La détention de certaines espèces de NAC non domestiques nécessite soit une autorisation préfectorale soit un certificat de capacité prouvant l’aptitude du propriétaire à entretenir l’animal associé à une autorisation d’ouverture. Cette catégorie est encadrée par deux arrêtés, tous deux datant du 10 août 2004. Ils se réfèrent aux :

  • Conditions d’autorisation de détention d’animaux de certaines espèces non domestiques dans les établissements d’élevage, de vente, de location, de transit ou de présentation au public d’espèces non domestiques
  • Règles générales de fonctionnement des installations d’élevage d’agrément d’animaux d’espèces non domestiques

D’une vue générale, ces arrêtés ont été adoptés d’un côté, pour veiller à la sécurité et la santé des personnes et de l’autre, pour préserver les espèces d’un point de vue biologique et écologique.

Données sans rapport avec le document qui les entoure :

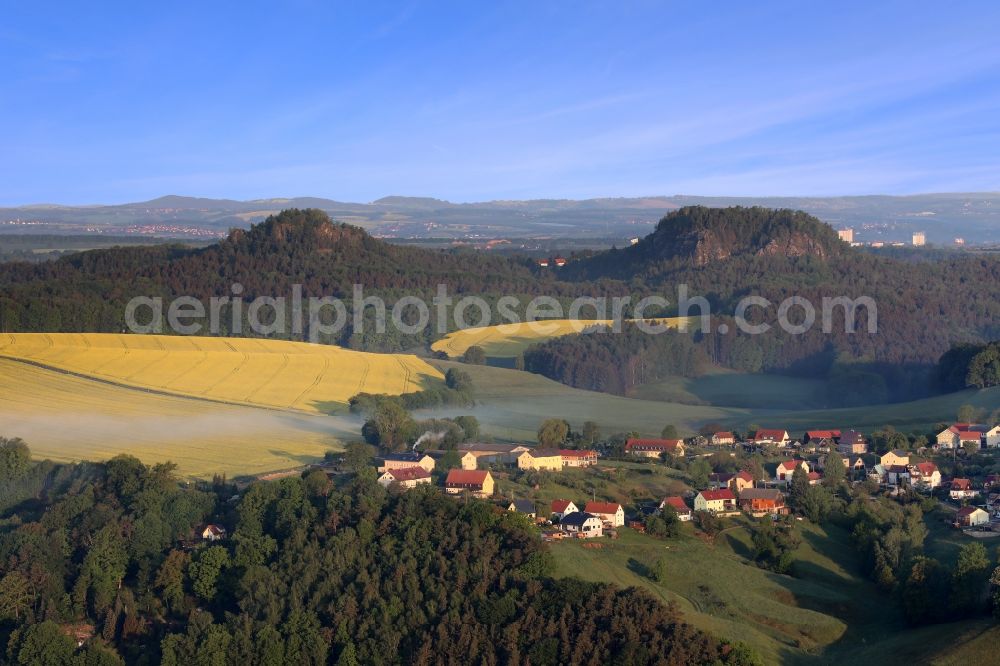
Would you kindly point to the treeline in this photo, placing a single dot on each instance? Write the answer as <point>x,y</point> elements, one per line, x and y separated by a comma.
<point>969,366</point>
<point>602,360</point>
<point>310,574</point>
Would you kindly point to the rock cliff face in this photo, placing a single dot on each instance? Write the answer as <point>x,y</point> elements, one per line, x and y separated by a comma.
<point>706,235</point>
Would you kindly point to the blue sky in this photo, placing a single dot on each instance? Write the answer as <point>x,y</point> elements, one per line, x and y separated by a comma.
<point>106,103</point>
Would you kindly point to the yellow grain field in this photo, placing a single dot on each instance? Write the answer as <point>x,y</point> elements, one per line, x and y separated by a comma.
<point>260,373</point>
<point>509,340</point>
<point>68,418</point>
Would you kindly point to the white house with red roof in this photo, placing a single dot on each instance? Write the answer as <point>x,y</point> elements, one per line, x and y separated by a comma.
<point>679,506</point>
<point>405,477</point>
<point>610,512</point>
<point>562,508</point>
<point>654,448</point>
<point>578,457</point>
<point>715,501</point>
<point>771,436</point>
<point>783,472</point>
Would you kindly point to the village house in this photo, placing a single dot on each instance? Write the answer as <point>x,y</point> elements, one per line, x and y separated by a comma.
<point>610,512</point>
<point>955,435</point>
<point>540,460</point>
<point>715,501</point>
<point>783,473</point>
<point>769,436</point>
<point>678,504</point>
<point>582,524</point>
<point>492,454</point>
<point>723,438</point>
<point>527,507</point>
<point>735,482</point>
<point>578,458</point>
<point>405,477</point>
<point>961,489</point>
<point>762,501</point>
<point>404,460</point>
<point>562,508</point>
<point>852,443</point>
<point>925,475</point>
<point>654,448</point>
<point>827,438</point>
<point>971,516</point>
<point>213,532</point>
<point>477,482</point>
<point>895,457</point>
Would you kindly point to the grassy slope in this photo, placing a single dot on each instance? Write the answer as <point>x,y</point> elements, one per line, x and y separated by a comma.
<point>66,418</point>
<point>266,373</point>
<point>510,340</point>
<point>826,613</point>
<point>511,404</point>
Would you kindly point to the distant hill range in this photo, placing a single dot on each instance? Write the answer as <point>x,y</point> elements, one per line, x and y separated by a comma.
<point>973,217</point>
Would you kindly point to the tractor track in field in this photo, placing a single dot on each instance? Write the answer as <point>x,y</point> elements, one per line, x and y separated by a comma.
<point>151,391</point>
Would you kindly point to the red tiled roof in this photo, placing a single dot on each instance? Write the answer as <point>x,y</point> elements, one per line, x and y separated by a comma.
<point>559,506</point>
<point>725,493</point>
<point>409,473</point>
<point>466,477</point>
<point>602,507</point>
<point>677,502</point>
<point>822,434</point>
<point>574,453</point>
<point>652,444</point>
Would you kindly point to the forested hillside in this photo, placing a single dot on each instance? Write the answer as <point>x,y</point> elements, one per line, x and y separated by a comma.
<point>924,307</point>
<point>310,574</point>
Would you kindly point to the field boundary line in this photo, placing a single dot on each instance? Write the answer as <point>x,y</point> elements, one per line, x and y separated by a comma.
<point>152,391</point>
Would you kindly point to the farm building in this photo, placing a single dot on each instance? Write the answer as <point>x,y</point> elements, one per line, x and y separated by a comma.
<point>971,516</point>
<point>527,507</point>
<point>578,457</point>
<point>404,460</point>
<point>715,501</point>
<point>562,508</point>
<point>540,459</point>
<point>609,512</point>
<point>762,501</point>
<point>654,448</point>
<point>405,477</point>
<point>684,512</point>
<point>477,482</point>
<point>582,524</point>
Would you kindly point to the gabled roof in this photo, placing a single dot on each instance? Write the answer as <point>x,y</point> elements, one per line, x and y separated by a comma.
<point>466,477</point>
<point>408,456</point>
<point>560,506</point>
<point>523,506</point>
<point>762,493</point>
<point>678,503</point>
<point>637,444</point>
<point>577,453</point>
<point>577,518</point>
<point>602,507</point>
<point>409,473</point>
<point>723,494</point>
<point>542,453</point>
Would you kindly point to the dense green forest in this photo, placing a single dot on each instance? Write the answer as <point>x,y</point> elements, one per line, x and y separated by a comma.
<point>924,307</point>
<point>310,574</point>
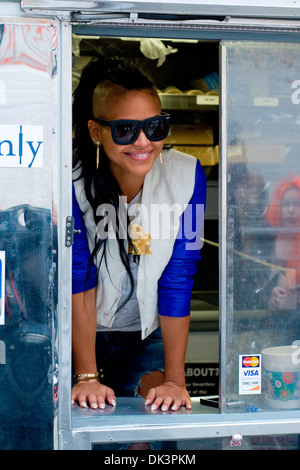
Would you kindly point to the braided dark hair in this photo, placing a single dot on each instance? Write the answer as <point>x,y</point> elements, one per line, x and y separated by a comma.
<point>100,185</point>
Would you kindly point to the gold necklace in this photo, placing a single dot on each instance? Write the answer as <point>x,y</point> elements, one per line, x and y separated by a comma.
<point>139,238</point>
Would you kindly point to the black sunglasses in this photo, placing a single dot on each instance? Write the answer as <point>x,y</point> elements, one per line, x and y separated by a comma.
<point>126,131</point>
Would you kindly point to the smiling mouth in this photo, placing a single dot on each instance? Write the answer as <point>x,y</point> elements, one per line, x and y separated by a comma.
<point>139,155</point>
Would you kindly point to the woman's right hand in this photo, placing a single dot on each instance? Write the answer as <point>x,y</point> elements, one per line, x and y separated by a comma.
<point>93,394</point>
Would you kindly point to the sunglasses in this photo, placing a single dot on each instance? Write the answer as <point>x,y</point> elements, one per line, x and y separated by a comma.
<point>127,131</point>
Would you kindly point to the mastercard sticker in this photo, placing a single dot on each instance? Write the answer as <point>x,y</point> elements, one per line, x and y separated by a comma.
<point>249,374</point>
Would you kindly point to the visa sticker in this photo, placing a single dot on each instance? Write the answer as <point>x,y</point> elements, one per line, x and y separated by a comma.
<point>249,374</point>
<point>2,287</point>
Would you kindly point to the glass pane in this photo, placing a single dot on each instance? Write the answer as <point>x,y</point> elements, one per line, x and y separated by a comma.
<point>263,226</point>
<point>28,236</point>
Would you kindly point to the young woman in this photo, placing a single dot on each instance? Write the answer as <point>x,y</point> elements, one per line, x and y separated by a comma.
<point>131,299</point>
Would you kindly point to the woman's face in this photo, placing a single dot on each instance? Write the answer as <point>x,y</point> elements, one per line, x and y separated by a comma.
<point>133,160</point>
<point>290,208</point>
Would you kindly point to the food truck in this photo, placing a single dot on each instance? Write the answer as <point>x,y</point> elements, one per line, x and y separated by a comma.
<point>228,73</point>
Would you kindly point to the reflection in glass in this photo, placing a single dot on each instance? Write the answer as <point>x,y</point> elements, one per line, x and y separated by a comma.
<point>263,210</point>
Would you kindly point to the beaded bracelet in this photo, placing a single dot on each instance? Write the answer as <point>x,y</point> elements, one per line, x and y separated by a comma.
<point>86,377</point>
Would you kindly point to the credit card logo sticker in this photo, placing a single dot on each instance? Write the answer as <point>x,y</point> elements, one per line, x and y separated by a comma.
<point>250,361</point>
<point>249,374</point>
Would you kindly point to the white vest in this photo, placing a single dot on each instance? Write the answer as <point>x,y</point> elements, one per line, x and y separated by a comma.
<point>168,184</point>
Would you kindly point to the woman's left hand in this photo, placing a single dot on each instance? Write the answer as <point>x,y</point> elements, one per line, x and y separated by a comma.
<point>168,395</point>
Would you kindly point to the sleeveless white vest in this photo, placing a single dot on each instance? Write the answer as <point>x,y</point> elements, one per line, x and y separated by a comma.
<point>166,185</point>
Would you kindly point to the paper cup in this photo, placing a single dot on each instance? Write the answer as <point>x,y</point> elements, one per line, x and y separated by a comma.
<point>282,374</point>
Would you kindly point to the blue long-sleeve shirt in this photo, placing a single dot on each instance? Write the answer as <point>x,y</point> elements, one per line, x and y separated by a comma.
<point>176,282</point>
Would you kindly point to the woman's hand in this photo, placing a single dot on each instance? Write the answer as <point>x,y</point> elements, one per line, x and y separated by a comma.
<point>168,394</point>
<point>94,394</point>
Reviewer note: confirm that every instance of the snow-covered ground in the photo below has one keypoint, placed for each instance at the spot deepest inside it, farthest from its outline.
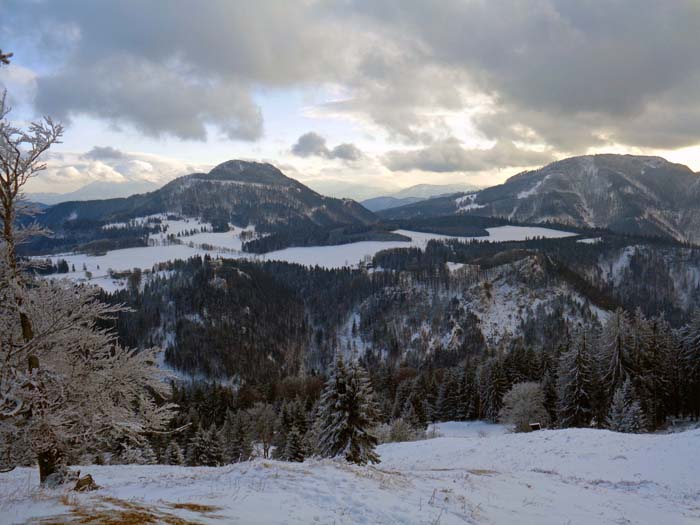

Comment obtenir une autorisation de détention de NAC ?

Quand l’animal que vous convoitez nécessite une autorisation pour sa détention, voici la démarche à suivre pour obtenir ce document :

  • Adresser une demande d’autorisation de détention auprès du préfet de département où vous vivez : ce document doit être envoyé par lettre recommandée avec accusé de réception
  • Si une lettre de refus ne vous parvient pas dans les deux mois qui suivent la date de récépissé du courrier, vous pouvez considérer votre demande comme accordée

Dans le cas où vous venez à déménager, vous devez reformuler la même demande auprès du préfet du nouveau département d’habitation.

En l’absence d’autorisation pour la détention d’un NAC qui en nécessite, vous vous exposez à plus de 9 000 euros d’amende et une peine d’emprisonnement d’au moins six mois. Il s’agit effectivement d’un délit puni par l’article L415-3 du code de l’environnement.